In conclusione, per progetti nuovi saranno disponibili 138,5 miliardi. Ed è quindi su questa cifra che si devono impostare i ragionamenti in merito al contributo dell’Europa. Ma come sappiamo, se da un lato 68,9 miliardi ci saranno erogati come sovvenzioni, i restanti saranno offerti come prestiti, che naturalmente dovranno essere restituiti.

Ulteriore complicazione e ulteriore rischio: come noto il nostro Paese contribuisce pro-quota al finanziamento del Recovery Fund, esattamente con 40 miliardi di euro.
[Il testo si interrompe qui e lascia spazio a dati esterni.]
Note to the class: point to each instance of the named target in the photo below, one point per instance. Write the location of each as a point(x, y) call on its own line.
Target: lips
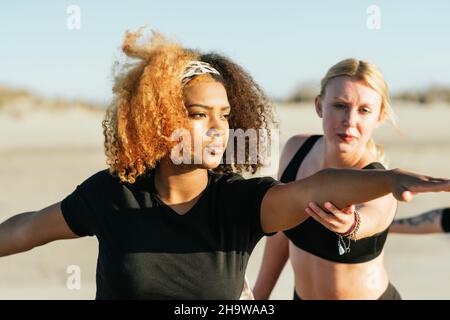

Va da sé che la cosa più normale e intelligente da fare sia quella di utilizzare tutti i 68 miliardi di sovvenzioni, onde evitare di trasformaci magicamente da beneficiari in creditori netti. E siccome nel periodo 2014-2020 è stato effettivamente utilizzato solo il 38% di quanto erogato… E la domanda è spontanea: che fine ha fatto il restante 62%? Mistero. Soldi erogati per essere spesi in progetti a beneficio del Paese che si sono persi nel nulla…
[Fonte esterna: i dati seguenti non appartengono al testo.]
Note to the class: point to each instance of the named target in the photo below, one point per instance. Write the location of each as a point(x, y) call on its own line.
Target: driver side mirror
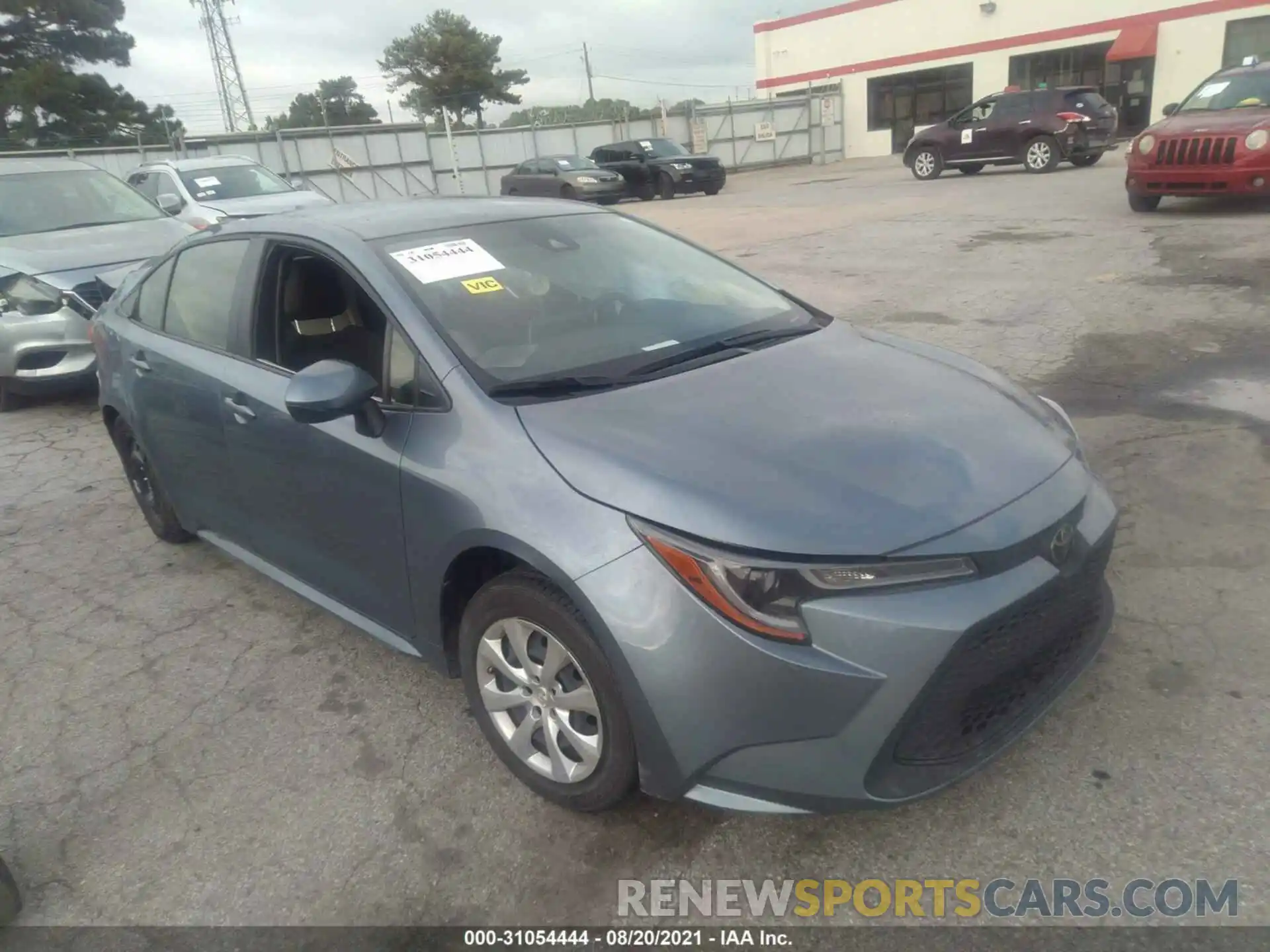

Nota positiva: per i prestiti il beneficio consiste naturalmente nella possibilità di indebitarci a costi nettamente inferiori di quelli che avremo dovuto sostenere ricorrendo direttamente al mercato. Quindi abbiamo a nostro vantaggio uno spread “azzerato” sui miliardi di prestiti UE.

Il problema però si presenterà quando questi soldi dovranno essere restituiti. Infatti, per restituirli dovremo emettere titoli di Stato esponendoci ai tassi d’interesse imposti dal mercato. Ne deriva che se al momento di pagare il conto non avremo impiegato i fondi ottenuti in maniera proficua, correremo il rischio di avere ancora più debito pubblico ma la stessa misera e imbarazzate crescita economica di sempre.

E, in ultima analisi, questo si ricollega alla quota dei sussidi, perché il Recovery Fund prevede l’introduzione di forme di fiscalità comune, con l’obiettivo di incassare a livello comunitario 22 miliardi di euro all’anno da nuove imposte. Che pagheremo anche noi contribuenti italiani. Quindi proprio tanto gratis questi sussidi non sono…

Nonostante queste indubbie criticità, il Recovery Fund è comunque l’occasione per rilanciare l’Italia dopo decenni di sotto-investimenti e crescita asfittica. Per altro, a ben guardare, come nel gioco delle tre carte, alla fine questi sono soldi essenzialmente nostri, semmai “coperti” dalla Commissione europea. In definitiva per non sprecare questa occasione l’Italia dovrà cambiare radicalmente registro e spendere tutto e bene.

Ai posteri…

Torniamo ora ad occuparci del nostro portafoglio che sta consolidando magnificamente il recente massimo storico. Siamo infatti incollati a ridosso di area 104 di NAV, con volatilità in netta contrazione. Si è avviata una micro-fase laterale che fa tirare il fiato alla nostra equity dopo la galoppata iniziata nella seconda metà di marzo scorso.

Il nostro portafoglio, al close di ieri, valorizza un NAV pari a 103,87 con una performance su base annua pari al +3,68% rispetto al precedente +3,88%.  Sempre stabile la volatilità storica, intorno all’1%.

Tabella e grafico dell’equity line aggiornate nella consueta sezione “Portafoglio”, ove è stata anche aggiornata la sintesi dei rendimenti storici di “Rischio Contenuto”.